The US Debt Limit is Near
In a letter to House Speaker Kevin McCarthy (R-CA), Yellen explained that she “is not currently able” to determine how long her emergency actions will enable the US to pay for government obligations. However, she noted that “it is unlikely that cash and extraordinary measures will be exhausted before early June.” Still, according to the Treasury Secretary, it is “critical that Congress act in a timely manner to increase or suspend the debt limit.”
“Failure to meet the government’s obligations would cause irreparable harm to the U.S. economy, the livelihoods of all Americans, and global financial stability,” Yellen averred. “I respectfully urge Congress to act promptly to protect the full faith and credit of the United States.” In Dec. 2021, Congress approved raising the federal debt ceiling to roughly $31.4 trillion, allowing Uncle Sam to borrow enough cash to cover things like Social Security, interest on the national debt, tax refunds, and military salaries.
The country’s fiscal picture is bleak.

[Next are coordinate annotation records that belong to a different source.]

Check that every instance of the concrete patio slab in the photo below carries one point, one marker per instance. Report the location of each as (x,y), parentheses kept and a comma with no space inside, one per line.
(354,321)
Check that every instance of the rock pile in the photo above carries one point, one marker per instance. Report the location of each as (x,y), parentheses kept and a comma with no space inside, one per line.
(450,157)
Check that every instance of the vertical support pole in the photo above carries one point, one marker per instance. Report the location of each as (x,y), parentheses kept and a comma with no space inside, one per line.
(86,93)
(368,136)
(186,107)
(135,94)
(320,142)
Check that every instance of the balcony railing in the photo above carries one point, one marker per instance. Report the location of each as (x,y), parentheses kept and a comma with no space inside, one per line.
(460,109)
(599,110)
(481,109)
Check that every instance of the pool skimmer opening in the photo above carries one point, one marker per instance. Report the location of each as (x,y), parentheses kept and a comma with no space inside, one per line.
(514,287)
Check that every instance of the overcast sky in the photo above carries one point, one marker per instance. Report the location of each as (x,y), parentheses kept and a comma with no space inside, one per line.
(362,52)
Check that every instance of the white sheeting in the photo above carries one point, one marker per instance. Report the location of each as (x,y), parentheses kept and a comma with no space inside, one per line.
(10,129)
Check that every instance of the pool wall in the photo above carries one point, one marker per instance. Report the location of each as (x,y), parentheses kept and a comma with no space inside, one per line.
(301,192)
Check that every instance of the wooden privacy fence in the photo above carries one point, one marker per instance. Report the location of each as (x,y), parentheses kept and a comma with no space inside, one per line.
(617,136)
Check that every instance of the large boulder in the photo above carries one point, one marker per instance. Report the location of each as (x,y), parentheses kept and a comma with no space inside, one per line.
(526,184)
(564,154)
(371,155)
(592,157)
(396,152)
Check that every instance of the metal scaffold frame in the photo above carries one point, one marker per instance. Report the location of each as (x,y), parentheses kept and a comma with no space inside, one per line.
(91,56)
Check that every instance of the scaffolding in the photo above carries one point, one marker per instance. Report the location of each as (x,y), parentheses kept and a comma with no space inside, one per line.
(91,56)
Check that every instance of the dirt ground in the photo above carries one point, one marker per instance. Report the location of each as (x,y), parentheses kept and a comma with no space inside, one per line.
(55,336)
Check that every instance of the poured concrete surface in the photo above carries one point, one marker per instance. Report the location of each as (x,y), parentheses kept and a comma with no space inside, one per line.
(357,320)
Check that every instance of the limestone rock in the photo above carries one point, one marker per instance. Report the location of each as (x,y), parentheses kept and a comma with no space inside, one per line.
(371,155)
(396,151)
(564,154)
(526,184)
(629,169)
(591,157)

In addition to the $31.4 trillion national debt, the US posted a $1.4 trillion budget deficit in 2022 and paid about $500 billion in interest payments. Plus, the United States faces approximately $200 trillion in unfunded liabilities and expenditures.
Banks Make Recession ‘Central Case’
Last year, many major financial institutions stated that a recession was unlikely to happen. However, as 2022 progressed, a growing chorus of banks made an economic downturn in 2023 as their base case. JPMorgan Chase CEO Jamie Dimon and Bank of American CEO Brian Moynihan are the two latest prominent individuals to fully pencil in a recession.
Although the US economy is robust due to well-financed consumers and businesses, Dimon warned that risks are forming, which accounts for the Wall Street titan posting a $2.3 billion provision for credit losses in the fourth quarter. JPMorgan Chase set aside funds for anticipated defaults, “reflecting a mild recession in the central case.”
“We still do not know the ultimate effect of the headwinds coming from geopolitical tensions,” Dimon said, “including the war in Ukraine, the vulnerable state of energy and food supplies, persistent inflation that is eroding purchasing power and has pushed interest rates higher, and the unprecedented quantitative tightening.” On a call with investors, Moynihan purported that the bank is preparing for a recession and rising unemployment in 2023. “Our baseline scenario contemplates a mild recession. But we also add to that a downside scenario, and what this results in is 95% of our reserve methodology is weighted toward a recessionary environment in 2023,” he stated.
JPMorgan Chase shares rose about 2.5% on Friday to above $143, while Bank of America stock picked up more than 2% to top $35.
Americans Taking on More Debt
According to fresh data from the Federal Reserve, consumers added $27.96 billion in debt in November. This is down from $29.12 billion in October. Consumer credit rose at a seasonally adjusted annual rate of 7.1%, revolving credit (credit cards and lines of credit) soared nearly 17% year-over-year, and non-revolving credit (auto and student loans) advanced close to 4%. In the first 11 months of 2022, shoppers took on more than $328.5 billion in additional credit. This might seem like a modest sum, but this will cost more to service amid rising interest rates, weighing on household budgets.
A CPI Change is Coming
This may be a nothingburger, or it could be something crucial heading into the 2024 presidential election season. The Bureau of Labor Statistics (BLS) will adjust its methodology for calculating the consumer price index (CPI). As of February, when the January print is released, the CPI will be manufactured by relying on a single year of data rather than two years of consumption figures. In other words, in 2024, the buying statistics from 2022 will be excluded from the inflation readings. The objective is to bolster the accuracy and efficacy of the CPI for urban consumers (CPI-U), wage earners and clerical workers (CPI-W), and initial and interim versions of the Chained CPI-U. Put this in the filing cabinet for safekeeping.